How do you know if you have OCD? If you’re engaging in compulsive behavior and you want to stop. You know that it’s harmful, you know that it’s impacting your life, and you really wish you could stop checking the door. If you’re engaging in repetitive behaviors and you don’t want to stop, then you have something else. It is possible that you have autism spectrum disorder, for one. People on the autism spectrum arrange objects sequentially, engage in ritualized, repetitive behavior, but crucially, either they aren’t aware that they are doing it, or they believe that the behavior is functional, but if they don’t want to stop, it’s not OCD. By the way, the whole field of psychology is dedicated to helping people with certain behaviors stop doing those behaviors. That’s why it’s called behavioral health. If you’re a PhD or an LCSW and you can’t reliably help people from harming themselves, then you’re just bad at your job. Good therapists can help people with these sorts of things. I will add that addiction and OCD have a lot in common, and these two things naturally co-occur in lots of people.
I will probably never stop checking the doors. There exists that kernel of anxiety that someone my break into my house and steal shit, or my cats might get out.

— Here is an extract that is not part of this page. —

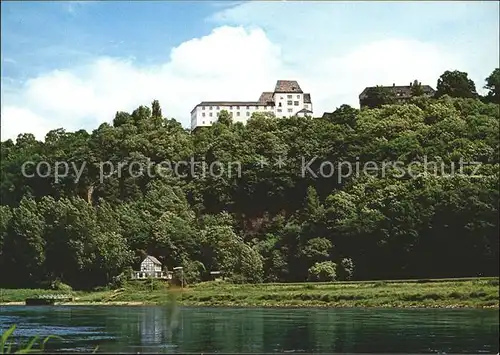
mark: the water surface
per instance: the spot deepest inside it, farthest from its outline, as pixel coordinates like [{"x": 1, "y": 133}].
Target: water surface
[{"x": 251, "y": 330}]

That would be the worst thing in the world, so I take out insurance on the worst thing in the world by checking the door every day. Behind all of these compulsions is a kernel of truth. And also, lots and lots of trauma, as I mentioned earlier. If you have OCD, I’d advise against the medications—they don’t do much anyway—but get a good therapist who specializes in OCD or addictions, or both. And then you actually have to put in the work. The good news: you can beat it if you try! I did. And there is a lot of letting go involved, which is hard to do.

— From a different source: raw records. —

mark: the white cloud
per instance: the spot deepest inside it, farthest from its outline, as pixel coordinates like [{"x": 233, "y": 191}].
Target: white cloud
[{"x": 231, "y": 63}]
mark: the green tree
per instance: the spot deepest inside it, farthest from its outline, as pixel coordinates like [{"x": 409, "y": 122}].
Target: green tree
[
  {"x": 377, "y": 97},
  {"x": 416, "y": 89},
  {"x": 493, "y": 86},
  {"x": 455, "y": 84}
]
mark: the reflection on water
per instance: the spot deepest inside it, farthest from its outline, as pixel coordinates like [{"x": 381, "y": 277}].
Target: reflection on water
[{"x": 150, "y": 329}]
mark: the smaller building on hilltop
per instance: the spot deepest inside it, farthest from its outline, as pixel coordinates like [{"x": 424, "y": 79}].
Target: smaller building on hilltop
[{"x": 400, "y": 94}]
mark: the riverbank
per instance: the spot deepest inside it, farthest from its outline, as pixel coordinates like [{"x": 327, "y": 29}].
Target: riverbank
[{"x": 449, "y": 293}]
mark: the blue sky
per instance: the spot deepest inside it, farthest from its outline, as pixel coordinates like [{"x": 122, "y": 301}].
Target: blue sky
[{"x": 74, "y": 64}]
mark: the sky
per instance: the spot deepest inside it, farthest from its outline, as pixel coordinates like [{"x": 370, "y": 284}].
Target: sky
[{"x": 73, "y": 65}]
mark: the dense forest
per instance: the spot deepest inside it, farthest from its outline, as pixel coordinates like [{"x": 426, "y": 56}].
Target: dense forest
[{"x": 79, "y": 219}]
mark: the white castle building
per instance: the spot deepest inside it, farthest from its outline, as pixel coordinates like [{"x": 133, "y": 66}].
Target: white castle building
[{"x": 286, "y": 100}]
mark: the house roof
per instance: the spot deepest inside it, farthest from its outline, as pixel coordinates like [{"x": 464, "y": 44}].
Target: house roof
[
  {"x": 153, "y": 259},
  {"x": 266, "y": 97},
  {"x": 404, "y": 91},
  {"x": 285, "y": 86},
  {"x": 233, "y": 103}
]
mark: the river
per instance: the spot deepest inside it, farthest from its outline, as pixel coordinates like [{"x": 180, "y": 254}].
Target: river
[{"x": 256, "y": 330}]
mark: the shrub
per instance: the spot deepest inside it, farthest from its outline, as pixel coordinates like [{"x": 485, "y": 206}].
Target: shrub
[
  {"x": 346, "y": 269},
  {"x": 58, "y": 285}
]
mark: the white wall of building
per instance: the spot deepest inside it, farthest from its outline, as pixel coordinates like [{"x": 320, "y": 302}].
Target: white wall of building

Big kudos for sharing this. Glad you’re better.
Autism spectrum is a great subject. Women have historically gone undiagnosed because we cover better than men do. When I read Temple Grandin's book, "Thinking in Pictures" the light bulb went off for me. Not only do I think in pictures, but when I am tired or overloaded, I find it difficult to speak. Missing social cues has been a life long struggle as well as reading faces and facial expressions. When I was young this caused me extreme social problems, but now I mask well enough that people have no idea, just those who have known me long enough or well enough. After I read "Neurotribes" there was just no question. Understanding how our own minds work can be very helpful in enabling us to adapt and to understand other ways of thinking. When I was young I thought there was something wrong with people who could not visualize the way I could, now I see their differences as innate and having value.